I experienced a lot of upgrading issues in the past when expanding the rootfs, resizing the parition of using overlay (I was using rpi3 and sdcard, but the problems remain the same).
So, my advise is to create a 3rd partition, but a little away from where OpenWRT reside (first sector = 524288). Then install block-mount and configure /dev/mmcblk1p3 to mount to /opt
I used this information on a R2S for resizing the squashfs partition (and use the rest): http:// www.doorxp.com/?id=142
should be the same for the R5C.
after sysupgrade you will no longer see the data. you have to redo the whole procedure.
and after the partition layout is the same again, data in the extra partition will survice a sysupgrade. It worked for me already one time with a 64GB SD card.

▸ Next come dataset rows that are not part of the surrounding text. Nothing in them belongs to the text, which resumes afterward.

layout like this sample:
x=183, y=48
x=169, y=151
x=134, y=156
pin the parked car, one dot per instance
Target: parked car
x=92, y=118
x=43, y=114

I now also got a NanoPi R5C with the default WiFi card built in by the vendor, which should be a RTL8822CE.
Does the card really not support multiple ESSIDs (neither as access point servicing multiple networks, nor acting both as WiFi client on one network and access point on another network)?
As soon as I created more than one wireless network, wireless did not work.
Using an USB wireless network adapter I could create several wireless networks on that adapter -- but not on the internal one.
Is this an hardware issue, or a kernel or userspace configuration issue?
Which m.2 WiFi card(s) are recommended for multiple networks and preferably also acting as client and access point (and maybe mesh/ ad-hoc?) at the same time?
5 GHz/ 6GHz and high data rates are not required. 20 Mbit/s Wireless is sufficient, 50 Mbit/s is good.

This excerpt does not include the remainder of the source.